The goal is not only to solve MILPs faster — but to measure how much structural “hardening” integer constraints introduce.

Integer variables are not just decisions. They are boundaries.

Totsu visualizes the distance to those boundaries.


3. Dual Stacking (Experimental)

Many real-world systems contain both stable structure and legitimate exceptions.

Dual Stacking explores a two-layer structural approach:

  • A stable layer captures dominant, persistent structure.
  • A negotiable layer captures conditional, context-dependent behavior.

The purpose is not to improve predictive accuracy.

The purpose is to separate:

  • what is structurally fixed
  • from what is structurally flexible

Rather than collapsing everything into a single model, Dual Stacking preserves meaningful variation.

It aims to distinguish:

  • core structure
  • from structured exceptions
  • without treating rare but valid cases as mere noise.

This direction builds on Elastic diagnosis and structural analysis, and remains under experimental development.


Architecture Overview

flowchart TD
    A["Users / Examples"] --> B["Elastic Tool"]
    A --> C["MILP Visualization"]
    A --> D["Dual Stacking (Experimental)"]

    B --> E["Core Utilities"]
    C --> E
    D --> E

    E --> F["SimplexSolver"]
    E --> G["Tableau"]
    E --> H["Sensitivity & Structural Analysis"]

    F --> I["Solver Layer"]
    G --> I

Loading

Project Evolution

Totsu evolves in stages:

Phase 1 — Elastic Diagnosis

Measure structural tensions by allowing controlled relaxations.

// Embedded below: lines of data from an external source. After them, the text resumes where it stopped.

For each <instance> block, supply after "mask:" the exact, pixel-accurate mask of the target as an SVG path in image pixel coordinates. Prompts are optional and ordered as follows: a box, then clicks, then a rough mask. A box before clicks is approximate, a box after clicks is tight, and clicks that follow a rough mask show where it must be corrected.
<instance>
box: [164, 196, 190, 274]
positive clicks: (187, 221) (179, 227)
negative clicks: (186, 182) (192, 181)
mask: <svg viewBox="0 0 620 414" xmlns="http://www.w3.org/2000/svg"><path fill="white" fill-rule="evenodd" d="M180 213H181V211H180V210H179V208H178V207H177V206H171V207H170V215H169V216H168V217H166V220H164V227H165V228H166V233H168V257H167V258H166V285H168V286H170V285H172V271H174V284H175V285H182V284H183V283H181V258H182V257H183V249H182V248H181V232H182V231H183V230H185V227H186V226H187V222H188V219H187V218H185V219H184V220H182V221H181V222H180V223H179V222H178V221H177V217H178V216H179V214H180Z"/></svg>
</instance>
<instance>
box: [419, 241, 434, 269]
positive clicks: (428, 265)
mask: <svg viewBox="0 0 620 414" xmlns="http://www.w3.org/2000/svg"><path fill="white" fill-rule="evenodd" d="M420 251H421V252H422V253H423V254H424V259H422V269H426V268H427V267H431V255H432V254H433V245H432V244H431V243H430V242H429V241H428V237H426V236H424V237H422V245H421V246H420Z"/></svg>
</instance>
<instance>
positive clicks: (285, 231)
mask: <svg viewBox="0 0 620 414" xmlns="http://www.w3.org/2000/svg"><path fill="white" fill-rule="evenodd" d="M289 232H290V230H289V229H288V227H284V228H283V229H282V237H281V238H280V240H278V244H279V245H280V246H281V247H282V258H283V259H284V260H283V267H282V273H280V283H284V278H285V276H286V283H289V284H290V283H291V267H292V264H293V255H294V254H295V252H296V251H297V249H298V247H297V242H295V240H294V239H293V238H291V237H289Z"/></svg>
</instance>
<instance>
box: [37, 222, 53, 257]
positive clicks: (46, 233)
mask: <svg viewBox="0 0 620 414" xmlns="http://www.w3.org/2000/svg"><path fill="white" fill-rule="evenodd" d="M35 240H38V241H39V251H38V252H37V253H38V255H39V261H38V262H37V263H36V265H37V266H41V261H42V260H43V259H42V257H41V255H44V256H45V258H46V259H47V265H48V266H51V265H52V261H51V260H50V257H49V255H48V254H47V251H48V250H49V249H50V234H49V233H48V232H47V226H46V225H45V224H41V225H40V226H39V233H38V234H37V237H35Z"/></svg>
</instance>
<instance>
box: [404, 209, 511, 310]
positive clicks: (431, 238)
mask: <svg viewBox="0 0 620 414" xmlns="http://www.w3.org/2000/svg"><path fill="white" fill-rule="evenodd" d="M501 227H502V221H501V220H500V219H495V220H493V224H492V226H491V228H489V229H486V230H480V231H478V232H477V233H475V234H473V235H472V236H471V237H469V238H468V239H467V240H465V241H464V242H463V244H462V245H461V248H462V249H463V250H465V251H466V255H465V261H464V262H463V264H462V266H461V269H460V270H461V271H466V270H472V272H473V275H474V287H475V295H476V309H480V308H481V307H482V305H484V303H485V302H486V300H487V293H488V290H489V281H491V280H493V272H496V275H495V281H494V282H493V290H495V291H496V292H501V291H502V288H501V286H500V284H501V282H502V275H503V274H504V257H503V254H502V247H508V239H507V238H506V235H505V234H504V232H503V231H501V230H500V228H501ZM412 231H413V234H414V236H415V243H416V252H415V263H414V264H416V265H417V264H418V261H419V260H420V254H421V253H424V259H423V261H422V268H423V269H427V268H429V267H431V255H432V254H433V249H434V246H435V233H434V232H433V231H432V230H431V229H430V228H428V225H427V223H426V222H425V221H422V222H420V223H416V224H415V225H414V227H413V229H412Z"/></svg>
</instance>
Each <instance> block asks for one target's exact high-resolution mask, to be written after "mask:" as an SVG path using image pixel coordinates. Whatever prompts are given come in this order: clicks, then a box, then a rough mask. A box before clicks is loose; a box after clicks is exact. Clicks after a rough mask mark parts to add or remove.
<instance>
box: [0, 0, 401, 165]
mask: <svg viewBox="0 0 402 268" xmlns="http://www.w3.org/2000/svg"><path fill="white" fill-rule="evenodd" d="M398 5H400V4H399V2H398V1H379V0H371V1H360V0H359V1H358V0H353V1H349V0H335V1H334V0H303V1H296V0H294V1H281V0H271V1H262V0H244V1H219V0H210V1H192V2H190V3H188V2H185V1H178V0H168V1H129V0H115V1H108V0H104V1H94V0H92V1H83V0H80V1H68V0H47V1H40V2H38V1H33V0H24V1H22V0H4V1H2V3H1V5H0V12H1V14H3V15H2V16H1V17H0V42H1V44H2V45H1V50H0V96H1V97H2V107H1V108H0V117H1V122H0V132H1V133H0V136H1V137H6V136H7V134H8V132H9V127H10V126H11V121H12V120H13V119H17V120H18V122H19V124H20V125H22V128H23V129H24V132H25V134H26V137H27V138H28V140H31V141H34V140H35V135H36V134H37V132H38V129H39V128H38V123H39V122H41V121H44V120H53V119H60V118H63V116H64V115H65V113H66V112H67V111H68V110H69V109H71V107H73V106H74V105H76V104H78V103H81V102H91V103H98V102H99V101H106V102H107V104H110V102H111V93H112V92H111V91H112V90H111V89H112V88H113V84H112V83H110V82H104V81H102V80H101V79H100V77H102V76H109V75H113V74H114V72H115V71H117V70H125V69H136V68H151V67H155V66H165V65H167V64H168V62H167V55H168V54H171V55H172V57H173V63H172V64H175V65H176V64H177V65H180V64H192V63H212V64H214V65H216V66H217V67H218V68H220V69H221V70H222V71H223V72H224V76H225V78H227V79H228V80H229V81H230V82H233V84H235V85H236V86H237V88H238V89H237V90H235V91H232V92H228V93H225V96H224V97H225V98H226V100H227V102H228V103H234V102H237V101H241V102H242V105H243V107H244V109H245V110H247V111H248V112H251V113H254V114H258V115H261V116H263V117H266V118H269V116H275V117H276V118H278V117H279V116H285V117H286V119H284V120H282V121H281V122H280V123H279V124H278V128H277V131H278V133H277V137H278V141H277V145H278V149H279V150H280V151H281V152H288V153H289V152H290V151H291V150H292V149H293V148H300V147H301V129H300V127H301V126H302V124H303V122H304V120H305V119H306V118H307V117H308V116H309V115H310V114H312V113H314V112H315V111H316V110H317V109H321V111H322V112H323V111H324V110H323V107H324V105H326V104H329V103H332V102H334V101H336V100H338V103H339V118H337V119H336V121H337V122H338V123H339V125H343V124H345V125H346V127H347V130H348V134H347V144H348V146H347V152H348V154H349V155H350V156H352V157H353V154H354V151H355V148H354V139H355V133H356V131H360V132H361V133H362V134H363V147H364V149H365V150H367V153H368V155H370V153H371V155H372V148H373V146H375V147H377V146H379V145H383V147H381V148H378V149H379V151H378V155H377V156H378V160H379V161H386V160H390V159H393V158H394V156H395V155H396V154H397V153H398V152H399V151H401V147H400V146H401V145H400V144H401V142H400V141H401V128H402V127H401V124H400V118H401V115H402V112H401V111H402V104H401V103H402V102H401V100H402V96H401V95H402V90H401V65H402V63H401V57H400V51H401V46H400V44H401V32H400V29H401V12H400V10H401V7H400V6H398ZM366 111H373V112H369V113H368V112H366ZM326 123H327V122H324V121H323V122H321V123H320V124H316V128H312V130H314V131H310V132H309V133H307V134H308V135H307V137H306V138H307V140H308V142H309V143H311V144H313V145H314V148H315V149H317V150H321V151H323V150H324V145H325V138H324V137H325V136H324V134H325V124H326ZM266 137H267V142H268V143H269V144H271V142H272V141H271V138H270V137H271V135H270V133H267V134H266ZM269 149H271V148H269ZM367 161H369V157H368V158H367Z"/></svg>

Phase 2 — MILP Structural Visualization

Understand combinatorial explosion and model design quality.

Phase 3 — Dual Stacking

Move from single optimal solutions toward structured trade-off landscapes.


Installation

Totsu is designed to be tried with minimal friction.

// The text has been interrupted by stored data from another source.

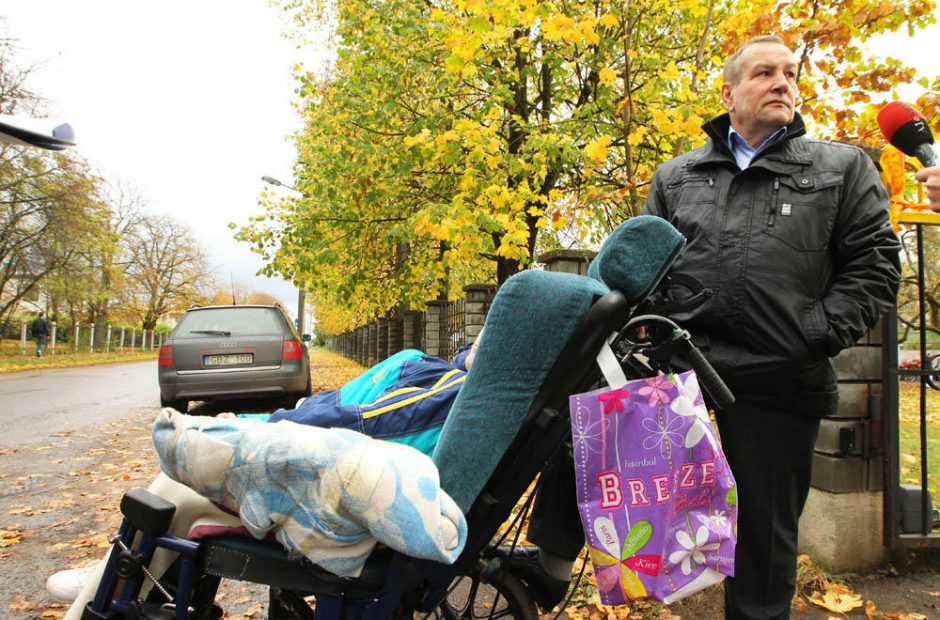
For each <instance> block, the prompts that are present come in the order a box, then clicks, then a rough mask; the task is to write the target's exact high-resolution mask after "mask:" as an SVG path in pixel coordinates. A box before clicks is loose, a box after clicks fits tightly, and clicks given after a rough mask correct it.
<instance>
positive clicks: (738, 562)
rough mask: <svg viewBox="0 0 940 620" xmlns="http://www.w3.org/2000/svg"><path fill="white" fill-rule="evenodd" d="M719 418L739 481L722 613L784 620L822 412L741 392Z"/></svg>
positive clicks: (791, 581) (766, 618)
mask: <svg viewBox="0 0 940 620" xmlns="http://www.w3.org/2000/svg"><path fill="white" fill-rule="evenodd" d="M717 420H718V432H719V433H720V435H721V443H722V448H723V449H724V451H725V456H726V457H727V458H728V464H729V465H730V466H731V471H732V473H733V474H734V478H735V482H737V485H738V542H737V546H736V548H735V554H734V564H735V566H734V574H735V576H734V577H729V578H728V579H726V580H725V618H726V619H727V620H739V619H747V620H757V619H760V620H777V619H784V620H785V619H786V618H789V617H790V600H791V599H792V598H793V593H794V590H795V588H796V546H797V536H798V530H799V523H800V514H801V513H802V512H803V505H804V504H805V503H806V496H807V495H808V494H809V483H810V473H811V469H812V464H813V447H814V446H815V445H816V436H817V434H818V433H819V418H817V417H815V416H804V415H801V413H800V412H794V411H788V410H781V409H773V408H768V407H767V406H766V405H757V404H754V403H752V402H749V401H748V400H747V399H746V398H742V397H738V400H737V402H736V403H735V405H734V406H733V407H732V408H730V409H727V410H725V411H719V412H718V413H717Z"/></svg>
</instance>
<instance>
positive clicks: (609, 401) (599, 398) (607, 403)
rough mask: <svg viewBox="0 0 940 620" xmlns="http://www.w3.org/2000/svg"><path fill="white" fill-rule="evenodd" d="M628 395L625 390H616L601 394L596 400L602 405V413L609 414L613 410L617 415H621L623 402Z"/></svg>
mask: <svg viewBox="0 0 940 620" xmlns="http://www.w3.org/2000/svg"><path fill="white" fill-rule="evenodd" d="M629 395H630V392H628V391H627V390H626V389H625V388H618V389H616V390H611V391H609V392H604V393H603V394H598V395H597V400H598V401H599V402H600V403H601V404H602V405H604V409H603V411H604V413H610V412H612V411H613V410H614V409H616V410H617V413H623V400H624V399H625V398H626V397H627V396H629Z"/></svg>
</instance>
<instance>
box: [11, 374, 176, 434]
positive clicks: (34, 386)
mask: <svg viewBox="0 0 940 620" xmlns="http://www.w3.org/2000/svg"><path fill="white" fill-rule="evenodd" d="M159 407H160V391H159V388H158V387H157V363H156V361H155V360H150V361H146V362H134V363H131V364H109V365H105V366H88V367H83V368H55V369H44V370H38V371H30V372H18V373H10V374H4V375H0V428H2V429H3V432H2V433H0V448H5V447H13V446H28V445H31V444H35V443H37V442H44V441H47V440H48V436H49V434H50V433H53V432H56V431H60V430H63V429H68V430H73V431H81V430H83V429H85V428H89V427H93V426H96V425H100V423H101V422H104V421H108V420H112V419H115V418H120V417H124V416H127V415H129V414H133V413H135V412H138V411H141V410H143V409H149V410H152V411H153V414H154V415H156V413H157V410H158V409H159Z"/></svg>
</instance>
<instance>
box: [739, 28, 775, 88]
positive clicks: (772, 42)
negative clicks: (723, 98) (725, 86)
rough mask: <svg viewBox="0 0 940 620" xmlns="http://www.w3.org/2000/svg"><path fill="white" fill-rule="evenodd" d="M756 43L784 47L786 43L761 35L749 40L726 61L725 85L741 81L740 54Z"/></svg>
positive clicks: (769, 36)
mask: <svg viewBox="0 0 940 620" xmlns="http://www.w3.org/2000/svg"><path fill="white" fill-rule="evenodd" d="M758 43H779V44H780V45H783V46H785V47H786V45H787V44H786V43H784V42H783V39H781V38H780V37H778V36H777V35H775V34H763V35H761V36H759V37H754V38H753V39H751V40H749V41H748V42H747V43H745V44H744V45H742V46H741V47H739V48H738V51H736V52H735V53H734V54H732V55H731V58H729V59H728V63H727V64H726V65H725V72H724V80H725V84H731V85H734V84H737V83H738V80H740V79H741V54H743V53H744V50H746V49H747V48H749V47H751V46H752V45H756V44H758Z"/></svg>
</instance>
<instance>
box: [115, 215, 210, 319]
mask: <svg viewBox="0 0 940 620" xmlns="http://www.w3.org/2000/svg"><path fill="white" fill-rule="evenodd" d="M128 239H129V248H130V251H131V261H130V263H129V266H128V270H127V278H128V280H129V282H130V284H131V286H130V287H129V289H128V299H127V303H128V304H129V307H130V308H131V309H132V311H133V312H134V313H135V314H136V315H137V317H138V318H139V320H140V322H141V326H142V328H143V329H153V328H154V327H155V326H156V324H157V321H158V320H159V319H160V317H161V316H163V315H165V314H170V313H182V312H183V311H185V310H186V308H188V307H189V306H190V305H192V304H194V303H204V302H205V301H206V299H207V297H208V293H209V291H210V290H211V289H212V287H213V286H214V285H215V283H214V282H213V278H212V276H211V272H210V269H209V261H208V258H207V257H206V254H205V251H204V250H203V249H202V247H201V246H199V244H198V243H197V242H196V241H195V235H194V234H193V232H192V231H191V230H189V229H188V228H186V227H185V226H184V225H182V224H180V223H179V222H177V221H175V220H173V219H172V218H169V217H166V216H152V215H151V216H144V217H142V218H141V220H140V223H139V225H138V226H137V227H136V228H135V229H134V231H133V233H132V234H131V235H129V236H128Z"/></svg>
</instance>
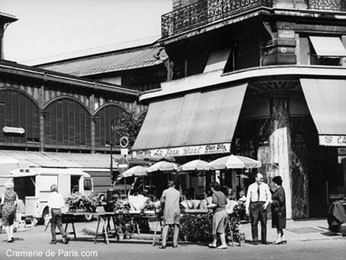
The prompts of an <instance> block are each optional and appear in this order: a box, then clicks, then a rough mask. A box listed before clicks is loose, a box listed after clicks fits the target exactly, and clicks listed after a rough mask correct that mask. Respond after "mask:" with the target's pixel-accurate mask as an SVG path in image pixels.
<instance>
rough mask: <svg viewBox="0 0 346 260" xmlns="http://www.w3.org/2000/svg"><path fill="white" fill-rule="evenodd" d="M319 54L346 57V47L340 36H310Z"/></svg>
mask: <svg viewBox="0 0 346 260" xmlns="http://www.w3.org/2000/svg"><path fill="white" fill-rule="evenodd" d="M309 38H310V41H311V43H312V45H313V47H314V49H315V51H316V54H317V56H324V57H346V49H345V47H344V45H343V44H342V41H341V39H340V38H339V37H319V36H310V37H309Z"/></svg>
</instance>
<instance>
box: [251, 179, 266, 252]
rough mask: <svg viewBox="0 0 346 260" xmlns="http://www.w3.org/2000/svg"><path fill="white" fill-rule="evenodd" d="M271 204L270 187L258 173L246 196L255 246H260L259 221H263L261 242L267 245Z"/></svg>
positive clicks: (254, 244)
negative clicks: (253, 182) (269, 212)
mask: <svg viewBox="0 0 346 260" xmlns="http://www.w3.org/2000/svg"><path fill="white" fill-rule="evenodd" d="M270 202H271V193H270V189H269V186H268V185H267V184H266V183H264V182H263V175H262V174H261V173H257V175H256V179H255V182H254V183H252V184H251V185H250V186H249V188H248V191H247V196H246V214H247V215H248V216H250V220H251V231H252V239H253V244H254V245H258V220H260V221H261V241H262V244H267V207H268V205H269V203H270Z"/></svg>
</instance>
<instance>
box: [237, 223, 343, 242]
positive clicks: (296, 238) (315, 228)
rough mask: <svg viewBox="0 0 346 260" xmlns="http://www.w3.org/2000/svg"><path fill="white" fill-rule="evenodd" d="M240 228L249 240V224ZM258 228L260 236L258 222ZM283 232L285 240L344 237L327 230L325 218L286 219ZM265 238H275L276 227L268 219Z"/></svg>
mask: <svg viewBox="0 0 346 260" xmlns="http://www.w3.org/2000/svg"><path fill="white" fill-rule="evenodd" d="M242 230H243V231H244V232H245V234H246V239H247V240H251V239H252V236H251V224H250V223H247V224H244V225H243V226H242ZM258 230H259V236H260V234H261V233H260V232H261V228H260V224H258ZM342 231H343V232H345V231H346V226H343V227H342ZM284 232H285V236H286V238H287V241H311V240H330V239H342V238H344V237H343V236H342V234H341V233H335V232H331V231H329V230H328V223H327V219H308V220H287V222H286V229H285V230H284ZM345 239H346V238H345ZM267 240H268V242H273V241H275V240H276V229H275V228H272V223H271V220H270V219H269V220H268V223H267Z"/></svg>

Option A: Already have Pyomo + a solver

Clone and run the examples directly from source (recommended for quick evaluation).

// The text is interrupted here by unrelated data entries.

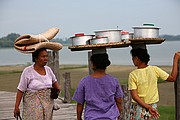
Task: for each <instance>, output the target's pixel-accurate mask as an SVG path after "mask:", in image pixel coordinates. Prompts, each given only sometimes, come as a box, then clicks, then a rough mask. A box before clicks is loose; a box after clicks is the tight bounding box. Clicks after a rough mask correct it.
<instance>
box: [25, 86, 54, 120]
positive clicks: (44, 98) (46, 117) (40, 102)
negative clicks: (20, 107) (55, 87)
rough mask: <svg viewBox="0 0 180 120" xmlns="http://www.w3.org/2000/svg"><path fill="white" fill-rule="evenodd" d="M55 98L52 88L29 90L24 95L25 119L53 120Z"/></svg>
mask: <svg viewBox="0 0 180 120" xmlns="http://www.w3.org/2000/svg"><path fill="white" fill-rule="evenodd" d="M53 104H54V100H53V99H52V98H50V89H43V90H39V91H37V92H31V91H27V92H25V94H24V97H23V114H22V117H23V120H52V114H53Z"/></svg>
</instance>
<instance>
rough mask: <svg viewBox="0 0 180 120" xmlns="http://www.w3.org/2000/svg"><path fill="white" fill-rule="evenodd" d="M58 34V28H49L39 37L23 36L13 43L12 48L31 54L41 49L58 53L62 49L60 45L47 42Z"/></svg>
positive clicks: (59, 43)
mask: <svg viewBox="0 0 180 120" xmlns="http://www.w3.org/2000/svg"><path fill="white" fill-rule="evenodd" d="M58 32H59V29H58V28H51V29H49V30H48V31H47V32H44V33H42V34H39V35H30V34H25V35H23V36H20V37H18V38H17V39H16V40H15V41H14V47H15V48H16V49H17V50H18V51H20V52H23V53H32V52H34V51H36V50H38V49H41V48H46V49H50V50H54V51H58V50H60V49H61V48H62V44H60V43H57V42H49V40H51V39H53V38H54V37H55V36H56V34H57V33H58Z"/></svg>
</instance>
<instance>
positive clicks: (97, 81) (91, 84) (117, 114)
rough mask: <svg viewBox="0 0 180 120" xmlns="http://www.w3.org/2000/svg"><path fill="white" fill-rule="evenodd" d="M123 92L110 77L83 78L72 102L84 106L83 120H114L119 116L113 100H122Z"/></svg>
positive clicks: (114, 102)
mask: <svg viewBox="0 0 180 120" xmlns="http://www.w3.org/2000/svg"><path fill="white" fill-rule="evenodd" d="M123 95H124V94H123V91H122V89H121V86H120V84H119V82H118V80H117V79H116V78H115V77H113V76H110V75H108V74H107V75H105V76H103V77H101V78H94V77H92V76H86V77H84V78H83V79H82V80H81V81H80V83H79V85H78V87H77V89H76V91H75V93H74V96H73V100H75V101H77V102H78V103H81V104H84V103H85V102H86V107H85V111H84V119H85V120H97V119H98V120H99V119H100V120H101V119H103V120H116V119H117V117H118V116H119V115H120V113H119V110H118V108H117V105H116V102H115V99H114V98H122V97H123Z"/></svg>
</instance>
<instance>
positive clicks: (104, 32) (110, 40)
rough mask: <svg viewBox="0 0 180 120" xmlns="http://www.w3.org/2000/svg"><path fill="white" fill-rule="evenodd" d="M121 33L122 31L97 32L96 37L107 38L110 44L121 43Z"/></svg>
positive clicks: (117, 30)
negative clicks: (121, 31) (114, 42)
mask: <svg viewBox="0 0 180 120" xmlns="http://www.w3.org/2000/svg"><path fill="white" fill-rule="evenodd" d="M121 31H122V30H103V31H95V35H96V37H107V38H108V41H109V43H111V42H120V41H121Z"/></svg>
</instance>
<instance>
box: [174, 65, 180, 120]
mask: <svg viewBox="0 0 180 120" xmlns="http://www.w3.org/2000/svg"><path fill="white" fill-rule="evenodd" d="M178 69H180V62H179V64H178ZM174 88H175V106H176V120H180V102H179V101H180V70H179V71H178V77H177V80H176V82H175V83H174Z"/></svg>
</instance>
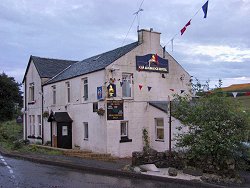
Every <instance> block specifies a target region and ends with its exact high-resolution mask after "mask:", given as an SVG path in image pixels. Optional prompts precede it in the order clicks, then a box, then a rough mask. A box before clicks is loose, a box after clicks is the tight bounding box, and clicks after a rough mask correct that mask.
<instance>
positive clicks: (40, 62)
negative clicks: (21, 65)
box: [22, 55, 77, 83]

Option B: Set up a minimal environment (Conda)

If you don't have Pyomo/solvers yet, this is a minimal starting point.

conda install -c conda-forge pyomo glpk

Development environment (optional)

If you want to run tests and notebooks:

conda install -c conda-forge numpy pytest plotly dash dash-bootstrap-components jupyterlab
pytest

For Jupyter Notebook support:

conda install jupyterlab

When to Use Totsu

Use Totsu when you want to understand model structure, not only compute a solution.

Good fit

  • Your model becomes infeasible, and you want to know which constraints are causing it (Elastic Tool)
  • A MILP “works” but is slow / unstable / hard to explain, and you want to see why (MILP Visualization)
  • You need interpretable trade-offs and “negotiable constraints” rather than a single answer (Dual Stacking: experimental)

Not a good fit

  • You only need a fast optimal solution and already trust your formulation (use standard solvers directly)
  • You don’t need diagnostics, explanation, or alternative trade-offs

Examples

Start here (Elastic feasibility repair):

python -m totsu.examples.demo.transportation_elastic_quickstart --solver auto

Other examples live under:

totsu/examples/

Philosophy

Optimization is not only about computing answers. It is about making structure visible.

Totsu provides tools for structural measurement.


Legacy / Advanced Modules

Detailed solver internals such as:

  • SimplexSolver
  • TableauVisualizer
  • SensitivityAnalysis

are documented under:

totsu/utils/README.md

License

Totsu is licensed under the MIT License, ensuring it remains accessible and open for all.